Dem Siegeszug des Schaschliks in Almaty tut dies keinen Abbruch. Nicht umsonst ist jene Straße, die hoch zum Großen Almatiner See führt, in der Bevölkerung bereits seit langem als „Shashlyk Street“ bekannt. Auch wer sich aus dem Stadtzentrum heraustraut und sich jenseits der Rayimbek-Straße in Richtung des Bahnhofs Almaty-1 bewegt, wird verwundert sein, wie viele auf Schaschlik spezialisierte Lokalitäten sich hier aneinanderreihen. Dabei reicht die Bandbreite von einem einfachen Straßengrill an der Hausecke bis hin zu noblen, edel ausgestatteten Restaurants, in denen sich auch Hochzeiten und andere Jubiläen feiern lassen könnten. Dies allerdings wird dem Geist des Schaschliks nicht gerecht. Besser und authentischer lässt sich in den einfachen und günstigen Cafés speisen, die man über die ganze Stadt verteilt finden kann. Und am besten bleibt man auch beim Klassiker, dem Lammspieß. Als Beilage reicht frisches, zentralasiatisches Fladenbrot, Zwiebeln in rauen Mengen und georgische rote Schaschliksauce.
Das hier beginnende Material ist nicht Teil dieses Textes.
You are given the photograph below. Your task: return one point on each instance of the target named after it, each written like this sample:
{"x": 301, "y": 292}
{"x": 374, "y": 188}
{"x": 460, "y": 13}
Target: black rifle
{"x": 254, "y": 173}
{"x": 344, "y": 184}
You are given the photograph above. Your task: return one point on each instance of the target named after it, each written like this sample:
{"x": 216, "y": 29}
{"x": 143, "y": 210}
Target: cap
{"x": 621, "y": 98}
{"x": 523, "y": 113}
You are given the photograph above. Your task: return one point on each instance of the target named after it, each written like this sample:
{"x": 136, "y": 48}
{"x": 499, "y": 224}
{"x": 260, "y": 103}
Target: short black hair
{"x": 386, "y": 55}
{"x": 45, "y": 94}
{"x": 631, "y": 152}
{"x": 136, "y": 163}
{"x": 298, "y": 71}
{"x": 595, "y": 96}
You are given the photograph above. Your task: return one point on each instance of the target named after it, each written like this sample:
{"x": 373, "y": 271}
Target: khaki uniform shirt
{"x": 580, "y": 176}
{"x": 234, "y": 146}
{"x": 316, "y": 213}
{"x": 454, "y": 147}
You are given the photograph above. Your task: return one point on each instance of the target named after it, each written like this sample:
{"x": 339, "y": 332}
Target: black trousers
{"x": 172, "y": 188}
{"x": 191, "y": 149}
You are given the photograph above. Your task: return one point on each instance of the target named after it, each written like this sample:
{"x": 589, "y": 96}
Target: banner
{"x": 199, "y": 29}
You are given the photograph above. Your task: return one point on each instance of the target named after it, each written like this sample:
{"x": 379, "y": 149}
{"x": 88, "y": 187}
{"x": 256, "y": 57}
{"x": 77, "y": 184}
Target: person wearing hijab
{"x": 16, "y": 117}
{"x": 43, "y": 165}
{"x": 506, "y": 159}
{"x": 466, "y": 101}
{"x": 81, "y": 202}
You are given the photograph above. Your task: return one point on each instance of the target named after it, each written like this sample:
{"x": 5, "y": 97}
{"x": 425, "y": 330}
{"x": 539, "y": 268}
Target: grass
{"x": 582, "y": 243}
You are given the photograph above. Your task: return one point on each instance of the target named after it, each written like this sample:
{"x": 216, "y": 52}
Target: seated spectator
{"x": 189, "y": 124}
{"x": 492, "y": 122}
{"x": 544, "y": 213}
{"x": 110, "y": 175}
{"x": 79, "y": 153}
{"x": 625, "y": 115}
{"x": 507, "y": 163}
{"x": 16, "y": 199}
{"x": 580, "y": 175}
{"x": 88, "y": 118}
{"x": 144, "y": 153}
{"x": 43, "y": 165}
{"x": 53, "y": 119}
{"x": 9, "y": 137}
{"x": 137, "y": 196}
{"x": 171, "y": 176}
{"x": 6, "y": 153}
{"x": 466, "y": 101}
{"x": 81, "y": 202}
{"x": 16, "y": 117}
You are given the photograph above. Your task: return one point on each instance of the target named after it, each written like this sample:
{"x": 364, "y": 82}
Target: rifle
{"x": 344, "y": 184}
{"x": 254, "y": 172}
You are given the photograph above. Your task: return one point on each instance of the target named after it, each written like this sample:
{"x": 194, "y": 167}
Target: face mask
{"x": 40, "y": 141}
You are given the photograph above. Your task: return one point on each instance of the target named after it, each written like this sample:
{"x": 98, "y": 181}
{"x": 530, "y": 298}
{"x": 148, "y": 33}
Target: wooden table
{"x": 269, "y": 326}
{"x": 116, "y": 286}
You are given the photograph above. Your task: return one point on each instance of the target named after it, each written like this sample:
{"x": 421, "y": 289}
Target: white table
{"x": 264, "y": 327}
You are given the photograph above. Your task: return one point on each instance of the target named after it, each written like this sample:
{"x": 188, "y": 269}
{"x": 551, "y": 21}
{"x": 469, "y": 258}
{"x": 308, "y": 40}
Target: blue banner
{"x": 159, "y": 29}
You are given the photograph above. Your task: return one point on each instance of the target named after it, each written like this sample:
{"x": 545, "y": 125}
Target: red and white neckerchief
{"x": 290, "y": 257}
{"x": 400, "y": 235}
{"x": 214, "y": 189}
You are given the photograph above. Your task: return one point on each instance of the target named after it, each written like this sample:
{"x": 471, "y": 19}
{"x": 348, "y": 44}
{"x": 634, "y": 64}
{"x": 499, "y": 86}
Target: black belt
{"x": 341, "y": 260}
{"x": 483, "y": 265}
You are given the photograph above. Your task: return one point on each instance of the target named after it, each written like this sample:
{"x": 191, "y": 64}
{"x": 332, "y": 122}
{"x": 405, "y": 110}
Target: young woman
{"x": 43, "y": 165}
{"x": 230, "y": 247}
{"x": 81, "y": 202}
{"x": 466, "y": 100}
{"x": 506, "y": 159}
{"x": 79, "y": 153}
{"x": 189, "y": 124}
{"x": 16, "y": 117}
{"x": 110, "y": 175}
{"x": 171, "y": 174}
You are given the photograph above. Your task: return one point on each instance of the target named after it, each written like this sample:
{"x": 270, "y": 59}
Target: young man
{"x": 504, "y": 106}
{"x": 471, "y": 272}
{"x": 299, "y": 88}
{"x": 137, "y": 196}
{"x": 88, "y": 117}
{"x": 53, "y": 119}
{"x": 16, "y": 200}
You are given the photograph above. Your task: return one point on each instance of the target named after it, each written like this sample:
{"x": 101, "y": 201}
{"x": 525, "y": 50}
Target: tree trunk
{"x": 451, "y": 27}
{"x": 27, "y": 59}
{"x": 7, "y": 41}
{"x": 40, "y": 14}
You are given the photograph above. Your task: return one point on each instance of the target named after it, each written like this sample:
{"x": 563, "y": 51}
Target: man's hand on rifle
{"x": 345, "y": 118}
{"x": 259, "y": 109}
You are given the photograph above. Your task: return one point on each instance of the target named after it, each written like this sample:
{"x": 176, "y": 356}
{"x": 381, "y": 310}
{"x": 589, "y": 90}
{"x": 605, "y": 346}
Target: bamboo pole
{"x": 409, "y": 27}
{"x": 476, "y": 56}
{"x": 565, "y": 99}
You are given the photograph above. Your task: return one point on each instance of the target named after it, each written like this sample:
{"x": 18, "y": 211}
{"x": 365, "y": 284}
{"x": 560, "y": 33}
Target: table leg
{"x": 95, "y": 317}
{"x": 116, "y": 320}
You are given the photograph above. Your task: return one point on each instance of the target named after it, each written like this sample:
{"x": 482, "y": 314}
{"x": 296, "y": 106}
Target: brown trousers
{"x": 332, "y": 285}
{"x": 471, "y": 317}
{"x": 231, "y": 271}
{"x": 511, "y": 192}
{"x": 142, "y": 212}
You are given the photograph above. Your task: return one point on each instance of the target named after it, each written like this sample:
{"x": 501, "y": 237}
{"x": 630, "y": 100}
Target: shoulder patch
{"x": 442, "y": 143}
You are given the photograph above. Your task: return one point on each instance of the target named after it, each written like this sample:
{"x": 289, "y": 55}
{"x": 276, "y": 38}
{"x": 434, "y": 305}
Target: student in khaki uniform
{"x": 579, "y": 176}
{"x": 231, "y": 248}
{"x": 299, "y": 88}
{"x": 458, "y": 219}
Wer mag, kann sein Fleisch auch noch mit ein paar Tropfen scharf gewürztem Essig verfeinern, der auf jedem Tisch bereitsteht. Mehr braucht es nicht für eine schmackhafte und reichhaltige Mahlzeit.

Übrigens sind verschiedene Abwandlungen von gegrillten Fleischspießen in den Esskulturen weltweit von Südamerika bis Japan bekannt, eine südafrikanische Variante wird Sosatie genannt, das japanische Pendant heißt Yakitori. In Deutschland kennt man Schaschlik eher als Gericht der Russlanddeutschen und Spätaussiedler, die es in den 1990er Jahren auf ihrem Weg aus Russland oder Kasachstan mit nach Deutschland brachten. Auch wenn das Schaschlik ursprünglich keine zentralasiatische Spezialität ist und man definitiv in Almaty auch Beschbarmak, Lagman und Plow probieren muss, ist Schaschlik heute zu einem festen Bestandteil der zentralasiatischen Esskultur und des Almatiner Alltags geworden. Ohne die Fleischspieße hält es hier keiner lange aus. Und so ist vielleicht das eigentlich immer und überall verfügbare Schaschlik in seinen endlosen verschiedenen Variationen das eigentliche kasachische Street-Food Nr. 1. Ein Ende dieses Siegeszuges ist selbst trotz Burger, Pizza, Pasta und anderen westlichen Fast-Food-Trends bislang nicht abzusehen.